A pequena Winsen, na Baixa Saxônia, tem um problema incomum: muito espaço para estacionar, mas poucos carros. Este estacionamento foi construído perto da estação ferroviária, para facilitar a vida de quem viesse até ali de carro. O prédio ficou pronto em abril, após nove meses de atraso e 11 milhões de euros gastos. Há vagas para 534 carros e 294 bicicletas. Só que a maior parte não é ocupada.
Foto: Bund der Steuerzahler
Erro de cálculo
A cidade de Hamelin queria um levantamento das árvores fora do perímetro urbano que precisavam ser protegidas. A prefeitura calculou que gastaria cerca de 8.500 euros para quase 550 árvores dignas de proteção. Só que foi esquecido que para fazer o levantamento teria de ser analisado um contingente de nada menos que 16 mil árvores – um erro de cálculo que custou cerca de 130 mil euros.
Foto: Bund der Steuerzahler
Obra milionária sem fim
O túnel por baixo de um canal em Rendsberg foi construído em 1957. Desde 2007, estão sendo feitas obras de manutenção. Devido a uma infinidade de erros de construção e desentendimentos, a obra já dura mais de dez anos e seus custos ultrapassam 70 milhões de euros, sem contar os transtornos causados pelo fechamento da rodovia, desvios e engarrafamentos.
Foto: Bund der Steuerzahler
Vazamento no chão
As obras deste prédio de escritórios para deputados federais no bairro Mitte, em Berlim, estão paralisadas.O motivo: rachaduras no concreto do chão deixam passar umidade.O vazamento exige que o prédio ainda em construção seja saneado. A obra prevista para ser entregue em 2014 tem custos adicionais estimados em 46,6 milhões de euros.
Foto: Bund der Steuerzahler
Arte no campo
Uma árvore de 400 anos vai virar obra de arte em Oberursel, perto de Frankfurt.

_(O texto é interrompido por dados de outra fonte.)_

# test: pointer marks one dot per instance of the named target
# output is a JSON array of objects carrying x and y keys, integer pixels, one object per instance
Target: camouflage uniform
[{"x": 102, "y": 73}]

Em um concurso, foi escolhido o projeto de 77 mil euros, que prevê cercar a velha árvore com uma caixa metálica sem paredes. Quando pronto, o local será usado para leituras. Resta saber se a instalação em um remoto local junto a uma rodovia movimentada atrairá interessados.
Foto: Bund der Steuerzahler
Alternativa cara
Depois de um túnel para pedestres em Dresden ter sido inundado várias vezes por enchentes no rio Elba, a cidade decidiu fechar o túnel com concreto e instalou semáforos sobre ele, para a passagem de pedestres. A União Alemã de Contribuintes afirma que consertar o túnel para que não alagasse mais custaria apenas a metade.